Deixando escapar um sorriso, Lazar comentou num tom ligeiramente irônico: – Simples, meu caro. Se, ao que parece, a terra consumira ao menos um dos dois, é natural que antes tenham brotado da terra. – Mas como o inspetor não era dado a esse tipo de brincadeira, logo retornou à sua atitude séria: – De qualquer forma, se não houve arrombamento, se nenhuma janela foi quebrada, como é possível que o assassino, após ter entrado sem justificativa plausível, tenha também conseguido fugir? Ou será que ele ainda está preso dentro do museu?

– O assassino fugiu pela saída da Orange Street. – Gesticulando com as mãos, Ohara indicava a direção dos lugares a que se referia. – A National Gallery tem três entradas ou três saídas, como queira: a da Trafalgar Square, a de Sainsbury e a de Orange Street. O vigia que viu o crime pelo monitor foi aquele que monta guarda na ala Sainsbury, e por conta disso foi também ele quem deu o alarme. Na mesma hora, os outros dois vigias abandonaram o posto, devido ao alarme. O resto o senhor pode imaginar, não é?

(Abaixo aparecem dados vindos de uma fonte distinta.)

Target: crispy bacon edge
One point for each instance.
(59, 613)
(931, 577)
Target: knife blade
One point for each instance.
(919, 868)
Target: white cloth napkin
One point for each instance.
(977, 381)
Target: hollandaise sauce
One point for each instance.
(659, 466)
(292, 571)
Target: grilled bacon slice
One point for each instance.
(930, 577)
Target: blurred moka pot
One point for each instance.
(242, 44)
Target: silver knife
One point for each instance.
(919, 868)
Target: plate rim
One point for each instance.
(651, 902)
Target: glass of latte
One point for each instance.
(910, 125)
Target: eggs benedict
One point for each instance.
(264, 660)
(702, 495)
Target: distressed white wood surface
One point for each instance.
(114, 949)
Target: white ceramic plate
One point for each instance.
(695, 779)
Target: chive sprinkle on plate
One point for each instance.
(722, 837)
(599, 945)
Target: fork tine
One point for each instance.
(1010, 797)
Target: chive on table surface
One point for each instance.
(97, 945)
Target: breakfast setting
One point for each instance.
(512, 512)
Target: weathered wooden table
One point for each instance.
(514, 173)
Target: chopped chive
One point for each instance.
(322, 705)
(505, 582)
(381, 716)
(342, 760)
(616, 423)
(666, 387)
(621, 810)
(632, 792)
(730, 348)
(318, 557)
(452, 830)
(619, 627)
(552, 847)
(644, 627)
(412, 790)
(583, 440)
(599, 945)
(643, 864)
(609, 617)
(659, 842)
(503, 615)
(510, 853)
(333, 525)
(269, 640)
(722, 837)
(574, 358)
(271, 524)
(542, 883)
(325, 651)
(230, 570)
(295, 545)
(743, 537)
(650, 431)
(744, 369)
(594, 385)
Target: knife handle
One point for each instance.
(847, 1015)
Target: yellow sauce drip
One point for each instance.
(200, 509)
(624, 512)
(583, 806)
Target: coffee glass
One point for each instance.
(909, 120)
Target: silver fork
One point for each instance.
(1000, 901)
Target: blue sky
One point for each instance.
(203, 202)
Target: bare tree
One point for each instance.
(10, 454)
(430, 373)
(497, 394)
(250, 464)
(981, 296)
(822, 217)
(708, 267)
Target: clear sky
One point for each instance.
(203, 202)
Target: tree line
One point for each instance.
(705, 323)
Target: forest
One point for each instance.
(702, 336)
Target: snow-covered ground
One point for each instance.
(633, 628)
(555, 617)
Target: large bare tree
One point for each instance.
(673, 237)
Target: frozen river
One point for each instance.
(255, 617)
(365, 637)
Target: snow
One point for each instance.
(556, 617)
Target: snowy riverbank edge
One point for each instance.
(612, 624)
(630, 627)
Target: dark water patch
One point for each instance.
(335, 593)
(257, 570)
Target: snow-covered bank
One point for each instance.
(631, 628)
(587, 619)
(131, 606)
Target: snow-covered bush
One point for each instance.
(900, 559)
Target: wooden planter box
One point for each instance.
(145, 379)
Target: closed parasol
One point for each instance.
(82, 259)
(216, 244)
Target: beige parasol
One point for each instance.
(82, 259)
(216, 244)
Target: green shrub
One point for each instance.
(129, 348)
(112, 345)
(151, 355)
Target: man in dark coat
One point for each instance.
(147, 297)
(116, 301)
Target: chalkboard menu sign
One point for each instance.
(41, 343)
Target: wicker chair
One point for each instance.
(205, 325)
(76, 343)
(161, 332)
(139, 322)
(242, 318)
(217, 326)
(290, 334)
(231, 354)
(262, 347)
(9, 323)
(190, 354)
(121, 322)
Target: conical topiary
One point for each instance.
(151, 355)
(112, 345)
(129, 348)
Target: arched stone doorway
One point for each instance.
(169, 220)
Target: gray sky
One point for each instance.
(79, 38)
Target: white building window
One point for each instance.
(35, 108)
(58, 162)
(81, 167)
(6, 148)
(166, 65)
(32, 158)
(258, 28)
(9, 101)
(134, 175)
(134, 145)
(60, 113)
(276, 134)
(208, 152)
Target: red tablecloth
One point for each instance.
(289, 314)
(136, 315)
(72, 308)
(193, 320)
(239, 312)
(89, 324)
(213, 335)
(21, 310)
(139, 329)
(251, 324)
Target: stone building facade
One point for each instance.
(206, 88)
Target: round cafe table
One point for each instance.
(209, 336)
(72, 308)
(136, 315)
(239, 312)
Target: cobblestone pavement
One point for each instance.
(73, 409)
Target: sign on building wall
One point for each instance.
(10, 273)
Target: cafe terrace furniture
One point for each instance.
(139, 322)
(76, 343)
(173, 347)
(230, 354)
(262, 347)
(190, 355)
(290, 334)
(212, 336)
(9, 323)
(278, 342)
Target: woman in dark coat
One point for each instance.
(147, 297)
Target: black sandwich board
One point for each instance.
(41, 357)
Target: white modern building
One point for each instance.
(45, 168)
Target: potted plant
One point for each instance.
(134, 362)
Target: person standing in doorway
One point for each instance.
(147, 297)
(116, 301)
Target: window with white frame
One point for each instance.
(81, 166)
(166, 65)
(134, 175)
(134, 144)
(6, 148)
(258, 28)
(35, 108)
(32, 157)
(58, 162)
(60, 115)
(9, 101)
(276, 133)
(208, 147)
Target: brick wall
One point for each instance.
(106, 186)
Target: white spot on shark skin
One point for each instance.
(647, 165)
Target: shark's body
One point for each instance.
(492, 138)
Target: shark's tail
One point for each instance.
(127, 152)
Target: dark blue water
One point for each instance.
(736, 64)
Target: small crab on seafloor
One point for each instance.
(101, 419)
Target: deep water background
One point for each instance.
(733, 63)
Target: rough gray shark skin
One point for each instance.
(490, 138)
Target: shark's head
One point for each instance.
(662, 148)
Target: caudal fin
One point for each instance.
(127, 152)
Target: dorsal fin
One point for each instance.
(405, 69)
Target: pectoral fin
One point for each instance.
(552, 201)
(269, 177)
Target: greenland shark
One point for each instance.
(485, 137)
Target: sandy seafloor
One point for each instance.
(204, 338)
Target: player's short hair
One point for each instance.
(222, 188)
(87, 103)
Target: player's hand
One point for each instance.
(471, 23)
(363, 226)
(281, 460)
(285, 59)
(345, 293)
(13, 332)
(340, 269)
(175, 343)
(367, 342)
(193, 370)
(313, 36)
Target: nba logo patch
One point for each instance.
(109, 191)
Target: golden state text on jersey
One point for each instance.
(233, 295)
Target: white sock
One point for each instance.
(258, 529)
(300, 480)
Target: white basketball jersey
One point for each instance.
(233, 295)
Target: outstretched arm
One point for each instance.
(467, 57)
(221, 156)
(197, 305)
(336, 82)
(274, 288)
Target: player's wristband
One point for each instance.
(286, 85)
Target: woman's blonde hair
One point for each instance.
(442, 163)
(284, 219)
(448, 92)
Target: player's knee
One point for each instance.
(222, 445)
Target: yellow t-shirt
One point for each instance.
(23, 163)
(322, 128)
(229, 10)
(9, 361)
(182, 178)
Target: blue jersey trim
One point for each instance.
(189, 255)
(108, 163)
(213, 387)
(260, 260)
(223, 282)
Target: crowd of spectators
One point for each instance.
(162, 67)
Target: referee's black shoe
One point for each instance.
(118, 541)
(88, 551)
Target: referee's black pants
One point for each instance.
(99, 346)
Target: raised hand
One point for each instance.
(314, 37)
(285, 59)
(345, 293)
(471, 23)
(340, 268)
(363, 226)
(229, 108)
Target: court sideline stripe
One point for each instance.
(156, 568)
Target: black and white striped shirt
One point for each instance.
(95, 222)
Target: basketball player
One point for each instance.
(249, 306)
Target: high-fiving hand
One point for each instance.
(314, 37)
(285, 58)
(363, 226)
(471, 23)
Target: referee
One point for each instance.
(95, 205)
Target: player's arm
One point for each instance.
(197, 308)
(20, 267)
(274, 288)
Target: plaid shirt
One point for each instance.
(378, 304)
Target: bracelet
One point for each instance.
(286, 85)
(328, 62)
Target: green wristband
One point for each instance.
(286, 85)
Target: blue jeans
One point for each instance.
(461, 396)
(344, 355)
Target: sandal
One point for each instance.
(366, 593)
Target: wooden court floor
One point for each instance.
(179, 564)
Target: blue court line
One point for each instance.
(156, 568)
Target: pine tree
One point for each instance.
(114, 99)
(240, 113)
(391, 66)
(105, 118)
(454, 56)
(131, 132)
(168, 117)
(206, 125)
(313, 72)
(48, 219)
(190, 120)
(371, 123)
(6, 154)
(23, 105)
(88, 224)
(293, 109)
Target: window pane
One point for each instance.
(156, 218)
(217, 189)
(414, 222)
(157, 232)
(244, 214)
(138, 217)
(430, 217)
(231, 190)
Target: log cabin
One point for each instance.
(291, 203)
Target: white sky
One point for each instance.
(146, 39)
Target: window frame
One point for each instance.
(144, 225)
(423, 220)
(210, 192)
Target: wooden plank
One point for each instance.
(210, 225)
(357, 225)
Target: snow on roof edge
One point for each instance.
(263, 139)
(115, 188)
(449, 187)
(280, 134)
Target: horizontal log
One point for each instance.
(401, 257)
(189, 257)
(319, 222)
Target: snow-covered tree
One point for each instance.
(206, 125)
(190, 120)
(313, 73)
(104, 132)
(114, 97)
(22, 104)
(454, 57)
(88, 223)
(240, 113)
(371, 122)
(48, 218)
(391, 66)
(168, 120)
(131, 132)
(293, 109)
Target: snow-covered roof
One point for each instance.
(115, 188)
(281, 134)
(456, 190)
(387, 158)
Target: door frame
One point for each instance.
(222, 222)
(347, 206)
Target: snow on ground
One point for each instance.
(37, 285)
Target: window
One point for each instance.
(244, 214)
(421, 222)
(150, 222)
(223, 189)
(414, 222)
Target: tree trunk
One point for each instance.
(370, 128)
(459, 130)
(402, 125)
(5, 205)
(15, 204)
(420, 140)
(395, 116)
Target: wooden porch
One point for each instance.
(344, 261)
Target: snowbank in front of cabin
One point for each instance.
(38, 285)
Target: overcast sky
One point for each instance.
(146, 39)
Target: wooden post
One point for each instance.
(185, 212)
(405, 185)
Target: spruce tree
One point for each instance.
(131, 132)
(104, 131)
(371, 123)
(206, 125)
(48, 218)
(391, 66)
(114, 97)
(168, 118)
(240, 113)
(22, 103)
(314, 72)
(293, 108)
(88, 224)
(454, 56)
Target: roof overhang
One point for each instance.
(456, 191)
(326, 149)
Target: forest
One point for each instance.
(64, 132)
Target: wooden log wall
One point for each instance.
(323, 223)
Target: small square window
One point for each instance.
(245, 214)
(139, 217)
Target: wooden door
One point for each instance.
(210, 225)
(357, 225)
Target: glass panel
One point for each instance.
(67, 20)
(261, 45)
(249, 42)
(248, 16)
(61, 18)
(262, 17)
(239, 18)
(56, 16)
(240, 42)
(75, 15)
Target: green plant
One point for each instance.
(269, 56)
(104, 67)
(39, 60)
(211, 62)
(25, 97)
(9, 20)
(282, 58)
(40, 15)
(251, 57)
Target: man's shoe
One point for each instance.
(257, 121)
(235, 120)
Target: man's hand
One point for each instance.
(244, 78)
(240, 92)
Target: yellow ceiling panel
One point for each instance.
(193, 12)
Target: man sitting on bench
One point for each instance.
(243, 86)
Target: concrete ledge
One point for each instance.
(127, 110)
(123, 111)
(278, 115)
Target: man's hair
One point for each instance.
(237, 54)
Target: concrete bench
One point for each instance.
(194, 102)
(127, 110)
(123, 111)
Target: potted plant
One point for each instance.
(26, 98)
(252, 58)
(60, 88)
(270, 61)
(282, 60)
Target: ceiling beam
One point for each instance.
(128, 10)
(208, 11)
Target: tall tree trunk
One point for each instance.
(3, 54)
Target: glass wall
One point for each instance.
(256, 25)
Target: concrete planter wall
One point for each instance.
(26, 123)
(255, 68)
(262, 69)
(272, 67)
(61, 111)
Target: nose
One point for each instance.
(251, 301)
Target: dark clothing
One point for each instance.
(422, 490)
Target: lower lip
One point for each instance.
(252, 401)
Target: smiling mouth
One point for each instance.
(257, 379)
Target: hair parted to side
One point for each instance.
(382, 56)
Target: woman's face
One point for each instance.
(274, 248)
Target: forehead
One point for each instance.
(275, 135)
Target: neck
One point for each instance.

Aproveitando a oportunidade de não haver ninguém na saída da Orange Street, o homem mascarado fugiu sem ser detido.

– E como as portas foram abertas?

– Na mesa do vigia há um dispositivo que abre as portas automaticamente – explicou o detetive.

Pousando a mão sobre o ombro de Ohara, o inspetor disse num tom quase paternal: – Você fez um bom trabalho, Daniel. Mas agora eu gostaria de ver o corpo. – A ala leste do museu não era muito diferente das outras: dezenas de quadros pendurados em paredes que de tão brancas chegavam a ofuscar as vistas. Por um breve instante, Lazar pensou que algumas mentes assassinas talvez considerassem o crime uma espécie de arte perfeita. Afinal, que pintura existente ali seria capaz de disputar a atenção com a cena de um homem morto? Theophilus Tate estirado no chão, o punhal cravado nas costas, a poça de sangue manchando o piso de mármore... Decerto nenhuma daquelas obras possuía um tom de vermelho tão chocante. A morte parecia realmente ter sido exposta naquela sala. Tanto que fotógrafos, peritos e legistas demonstravam um interesse que apenas as grandes pinturas costumavam despertar.